Chinese financial regulators' recent efforts to step up supervision and clamp down on illegal activities will help further improve the capital market ecosystem and inject more confidence into the market, said experts.

During a symposium held on Tuesday, Wu Qing, chairman of the China Securities Regulatory Commission, the nation's top securities regulator, said the capital market usually has high requirements in terms of regulation.

It is based on the rule of law so that the market can prosper. The CSRC will improve the efficiency in law enforcement and strengthen judicial guarantees so that the rule of law can play a greater role in the high-quality development of the capital market by consolidating its basis and stabilizing expectations, he said.

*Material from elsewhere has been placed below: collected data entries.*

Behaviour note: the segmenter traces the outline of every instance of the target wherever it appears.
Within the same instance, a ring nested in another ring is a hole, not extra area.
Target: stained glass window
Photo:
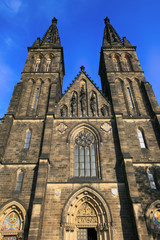
[[[153,214],[153,228],[156,231],[160,231],[160,210]]]
[[[18,231],[21,227],[21,220],[17,212],[13,211],[4,219],[1,231]]]
[[[87,131],[82,131],[75,139],[75,176],[95,177],[96,174],[96,141]]]
[[[29,145],[30,145],[30,141],[31,141],[31,130],[28,130],[27,134],[26,134],[26,140],[25,140],[25,144],[24,144],[24,148],[28,149]]]

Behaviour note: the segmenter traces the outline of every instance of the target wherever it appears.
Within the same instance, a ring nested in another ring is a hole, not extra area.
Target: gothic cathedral
[[[99,75],[62,94],[57,20],[28,48],[0,123],[0,239],[160,239],[160,109],[105,19]]]

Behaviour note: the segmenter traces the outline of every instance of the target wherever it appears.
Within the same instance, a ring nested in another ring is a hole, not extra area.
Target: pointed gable
[[[90,80],[84,67],[56,106],[55,117],[107,117],[110,103]]]

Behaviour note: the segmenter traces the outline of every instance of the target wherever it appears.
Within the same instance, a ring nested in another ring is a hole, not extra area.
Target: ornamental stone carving
[[[76,224],[97,224],[95,210],[88,203],[82,204],[78,210]]]

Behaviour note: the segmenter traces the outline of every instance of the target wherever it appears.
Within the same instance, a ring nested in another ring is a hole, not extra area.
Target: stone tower
[[[99,75],[65,94],[57,20],[28,48],[0,123],[0,239],[160,239],[160,109],[105,19]]]

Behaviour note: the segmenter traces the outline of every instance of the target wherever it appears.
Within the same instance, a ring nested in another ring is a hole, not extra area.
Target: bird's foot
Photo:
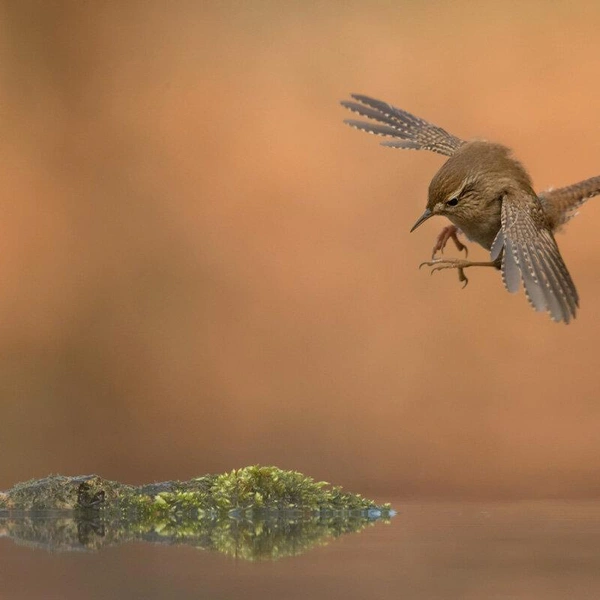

Participants in the symposium suggested that lawmaking or legislative amendments related to the supervision of listed companies, securities firms, investment funds and bonds, should be accelerated.

According to Tian Lihui, director of the Institute of Finance and Development at Nankai University, building an investor-based market is inseparable from the rule of law, including instituting an investor protection mechanism, strengthening information disclosure and strictly cracking down on violations. Only in this way can the market become fairer and transparent, leading to higher returns and the sustainability in financing, he said.

In response to earlier media reports that regulators will restrict direct market access-swap or DMASwap, a business in which private equity firms borrow from brokerages to trade, a CSRC spokesperson said on Wednesday that steadily reducing leverage in the DMA business is conducive to risk prevention and control as well as the market's stable operation.

In the DMA business, PE firms with long positions invest in a basket of stocks and use stock index futures as a hedge. Returns are generated from such hedging, explained the CSRC spokesperson.

Some PE firms suffered losses due to market volatility in the past and have been actively reducing exposure to such business, especially after trading resumed after the Spring Festival holiday. DMA-Swap products only account for about 3 percent of the A-share market's daily trading volume now, according to the CSRC.

But oversight of over-the-counter derivative business such as DMA will be strengthened nevertheless, with the trading mechanism completed. The industry size and leverage will be controlled with better guidance. Violations will be cracked down upon to secure the stable operation of the market, said the CSRC.

Separately, the China Financial Futures Exchange announced late Wednesday that Shanghai Weiwan Fund Management and its actual controllers will be punished for exceeding the limit in trading stock index futures and failing to declare accounts with actual control relationships as required.

Three product accounts under Weiwan and two natural person accounts belonging to Weiwan's actual controllers will be barred from opening positions for 12 months. More than 8.9 million yuan ($1.24 million) worth of illegal gains will be confiscated, according to the CFFEX's announcement.

The CSRC said later that it will work with the CFFEX to tighten scrutiny over high-frequency trading and crack down on misbehavior.

Gao Chao, chief researcher for nonbanking finance at Kaiyuan Securities, said that regulators have stepped up supervision as well as crackdowns on violations after Spring Festival. Such strong signals will help consolidate investor confidence and facilitate the healthy development of the capital market.

The CSRC announced six cases of punishment on Feb 22 regarding market manipulation and insider trading. On Feb 20, both the Shanghai and Shenzhen exchanges announced a three-day trading ban on leading quant fund Lingjun Investment for abnormal sell-offs a day earlier.

The A-share market responded positively to the regulators' latest moves. The benchmark Shanghai Composite Index gained 1.94 percent to close at 3015.17 points on Thursday while the Shenzhen Component Index spiked 3.13 percent.

Total trading value on the two bourses topped 1.05 trillion yuan on Thursday. Northbound capital — funds that overseas investors use to buy A shares via the stock connect program linking the Shanghai, Shenzhen and Hong Kong bourses — reported a net inflow of 16.6 billion yuan.